AK Parti MKYK üyesi yazar Orhan Miroğlu, görüşmenin önemini şu sözlerle dile getiriyordu:
"Ankara-Erbil ilişkileri 20-25 yıldır çok dostane sürüyor. Bunda baba Molla Mustafa Barzani'nin, 'Türkiye'nin dostu olun, hiçbir zaman düşmanlık yapmayın' vasiyetinin katkısı büyük. İç barış çağrılarının yapıldığı bir zamanda görüşmenin gerçekleşmesi dış cephe açısından kritik bir adımdı. Bu sadece Türkiye için değil, Erbil için de hayati derecede önemlidir."

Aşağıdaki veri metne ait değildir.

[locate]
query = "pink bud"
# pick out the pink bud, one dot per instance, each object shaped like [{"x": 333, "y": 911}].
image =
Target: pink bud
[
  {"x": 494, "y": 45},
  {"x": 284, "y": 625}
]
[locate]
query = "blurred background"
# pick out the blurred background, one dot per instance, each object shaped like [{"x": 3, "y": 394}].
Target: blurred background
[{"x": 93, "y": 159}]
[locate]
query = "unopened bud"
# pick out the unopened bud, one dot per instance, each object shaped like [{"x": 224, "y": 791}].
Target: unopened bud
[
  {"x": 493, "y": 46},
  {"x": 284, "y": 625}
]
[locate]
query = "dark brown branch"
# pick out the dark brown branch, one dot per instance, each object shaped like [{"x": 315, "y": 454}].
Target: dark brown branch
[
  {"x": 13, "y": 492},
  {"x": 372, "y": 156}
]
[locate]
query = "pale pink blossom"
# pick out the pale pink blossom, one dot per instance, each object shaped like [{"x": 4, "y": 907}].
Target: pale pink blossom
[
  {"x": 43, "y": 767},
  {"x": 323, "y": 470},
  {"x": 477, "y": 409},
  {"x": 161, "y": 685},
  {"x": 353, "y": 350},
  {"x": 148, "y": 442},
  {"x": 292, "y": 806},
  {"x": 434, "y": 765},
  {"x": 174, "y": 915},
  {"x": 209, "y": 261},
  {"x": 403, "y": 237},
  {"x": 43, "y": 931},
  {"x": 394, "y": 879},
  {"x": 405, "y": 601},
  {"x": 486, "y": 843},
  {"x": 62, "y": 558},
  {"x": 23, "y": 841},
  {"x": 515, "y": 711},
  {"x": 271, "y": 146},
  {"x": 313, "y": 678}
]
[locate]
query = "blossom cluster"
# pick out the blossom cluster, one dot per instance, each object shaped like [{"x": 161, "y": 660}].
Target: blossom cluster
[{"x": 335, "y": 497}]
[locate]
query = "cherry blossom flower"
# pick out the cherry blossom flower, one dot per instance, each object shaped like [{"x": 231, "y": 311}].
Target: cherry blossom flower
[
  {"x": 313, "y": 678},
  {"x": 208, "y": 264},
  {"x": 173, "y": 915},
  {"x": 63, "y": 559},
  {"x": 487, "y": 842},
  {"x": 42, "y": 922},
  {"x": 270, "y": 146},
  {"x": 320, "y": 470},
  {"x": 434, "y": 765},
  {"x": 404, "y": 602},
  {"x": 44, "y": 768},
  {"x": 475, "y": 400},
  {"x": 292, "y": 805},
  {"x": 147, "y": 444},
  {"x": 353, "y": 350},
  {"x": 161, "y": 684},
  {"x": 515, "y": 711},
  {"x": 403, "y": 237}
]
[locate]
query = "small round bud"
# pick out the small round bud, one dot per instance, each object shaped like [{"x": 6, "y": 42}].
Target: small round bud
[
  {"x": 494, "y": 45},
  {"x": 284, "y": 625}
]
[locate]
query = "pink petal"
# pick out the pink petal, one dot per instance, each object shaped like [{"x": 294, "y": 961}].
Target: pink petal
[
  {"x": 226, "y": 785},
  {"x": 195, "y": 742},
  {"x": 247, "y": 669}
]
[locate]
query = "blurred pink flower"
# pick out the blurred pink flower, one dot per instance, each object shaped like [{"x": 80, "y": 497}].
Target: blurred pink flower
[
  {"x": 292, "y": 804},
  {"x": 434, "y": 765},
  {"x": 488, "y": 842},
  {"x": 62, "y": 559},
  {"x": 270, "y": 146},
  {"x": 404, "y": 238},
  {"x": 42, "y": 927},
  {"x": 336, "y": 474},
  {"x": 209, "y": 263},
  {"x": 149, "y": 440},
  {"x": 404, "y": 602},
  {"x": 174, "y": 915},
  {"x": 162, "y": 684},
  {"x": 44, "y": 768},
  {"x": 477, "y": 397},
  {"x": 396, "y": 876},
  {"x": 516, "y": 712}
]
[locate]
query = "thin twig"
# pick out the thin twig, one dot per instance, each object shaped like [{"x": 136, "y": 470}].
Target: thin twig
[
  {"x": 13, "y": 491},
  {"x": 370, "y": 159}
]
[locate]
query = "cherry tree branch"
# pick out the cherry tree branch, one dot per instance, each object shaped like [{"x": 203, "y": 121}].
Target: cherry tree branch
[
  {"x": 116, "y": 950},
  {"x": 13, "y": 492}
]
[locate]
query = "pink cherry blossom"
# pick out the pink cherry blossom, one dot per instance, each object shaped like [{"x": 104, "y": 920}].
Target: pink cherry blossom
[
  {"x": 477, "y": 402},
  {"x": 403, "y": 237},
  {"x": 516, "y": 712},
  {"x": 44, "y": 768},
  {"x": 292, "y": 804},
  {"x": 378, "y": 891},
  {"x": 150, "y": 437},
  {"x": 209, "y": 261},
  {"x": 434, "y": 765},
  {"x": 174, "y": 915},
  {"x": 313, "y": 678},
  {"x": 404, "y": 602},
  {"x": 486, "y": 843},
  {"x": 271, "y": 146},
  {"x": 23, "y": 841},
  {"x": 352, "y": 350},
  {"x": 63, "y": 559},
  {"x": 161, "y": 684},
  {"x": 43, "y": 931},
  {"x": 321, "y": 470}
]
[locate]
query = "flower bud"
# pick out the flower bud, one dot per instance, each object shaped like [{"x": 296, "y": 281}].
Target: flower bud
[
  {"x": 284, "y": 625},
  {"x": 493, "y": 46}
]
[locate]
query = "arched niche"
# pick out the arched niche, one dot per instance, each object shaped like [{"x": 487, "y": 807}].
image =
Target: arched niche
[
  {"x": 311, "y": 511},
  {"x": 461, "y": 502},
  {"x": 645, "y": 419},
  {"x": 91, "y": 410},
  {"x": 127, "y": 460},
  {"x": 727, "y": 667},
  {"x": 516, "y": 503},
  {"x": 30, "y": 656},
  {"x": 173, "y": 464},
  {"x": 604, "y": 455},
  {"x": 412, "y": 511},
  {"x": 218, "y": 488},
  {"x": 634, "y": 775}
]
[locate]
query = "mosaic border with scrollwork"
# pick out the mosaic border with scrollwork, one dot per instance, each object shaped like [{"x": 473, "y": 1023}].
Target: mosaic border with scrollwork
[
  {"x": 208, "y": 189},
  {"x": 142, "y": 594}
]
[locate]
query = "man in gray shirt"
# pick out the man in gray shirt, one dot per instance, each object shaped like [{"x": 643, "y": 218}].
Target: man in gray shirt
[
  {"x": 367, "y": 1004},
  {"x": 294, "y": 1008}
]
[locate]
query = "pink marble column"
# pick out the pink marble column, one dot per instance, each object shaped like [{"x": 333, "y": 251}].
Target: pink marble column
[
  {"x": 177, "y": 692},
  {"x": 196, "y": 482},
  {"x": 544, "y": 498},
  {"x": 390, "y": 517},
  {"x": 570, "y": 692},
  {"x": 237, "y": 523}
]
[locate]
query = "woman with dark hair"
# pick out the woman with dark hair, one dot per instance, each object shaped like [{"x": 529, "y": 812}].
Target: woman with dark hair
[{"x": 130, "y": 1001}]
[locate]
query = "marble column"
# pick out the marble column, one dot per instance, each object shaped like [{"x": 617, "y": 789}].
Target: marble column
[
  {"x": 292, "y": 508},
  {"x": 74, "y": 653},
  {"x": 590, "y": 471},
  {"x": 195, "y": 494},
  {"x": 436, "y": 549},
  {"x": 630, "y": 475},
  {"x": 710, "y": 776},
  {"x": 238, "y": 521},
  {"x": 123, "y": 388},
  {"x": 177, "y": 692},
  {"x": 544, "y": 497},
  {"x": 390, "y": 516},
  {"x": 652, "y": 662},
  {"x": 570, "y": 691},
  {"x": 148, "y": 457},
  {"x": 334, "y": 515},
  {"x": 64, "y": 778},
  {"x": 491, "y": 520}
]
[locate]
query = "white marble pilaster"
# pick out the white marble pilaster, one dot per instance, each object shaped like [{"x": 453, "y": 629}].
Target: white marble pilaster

Miroğlu, "İsrail'in DEAŞ'ı değil, daha çok Kürtleri ve PKK'yı kullanacağının konuşulduğu"na dikkat çekerek şöyle diyordu:
"Bu bölgede küreselcilerin en korktuğu şey Türkler ile Kürtlerin birlikteliğidir. Hatırlayın son dönemde bu bölgede en çok operasyon çekilen iki isim var: Başkan Erdoğan ve Mesud Barzani... Hâlâ da bundan vazgeçmiş değiller. İsrail saldırganlığının devam ettiği bir süreçte, Erbil'le ilişkilerin güçlenmesi çok kıymetli."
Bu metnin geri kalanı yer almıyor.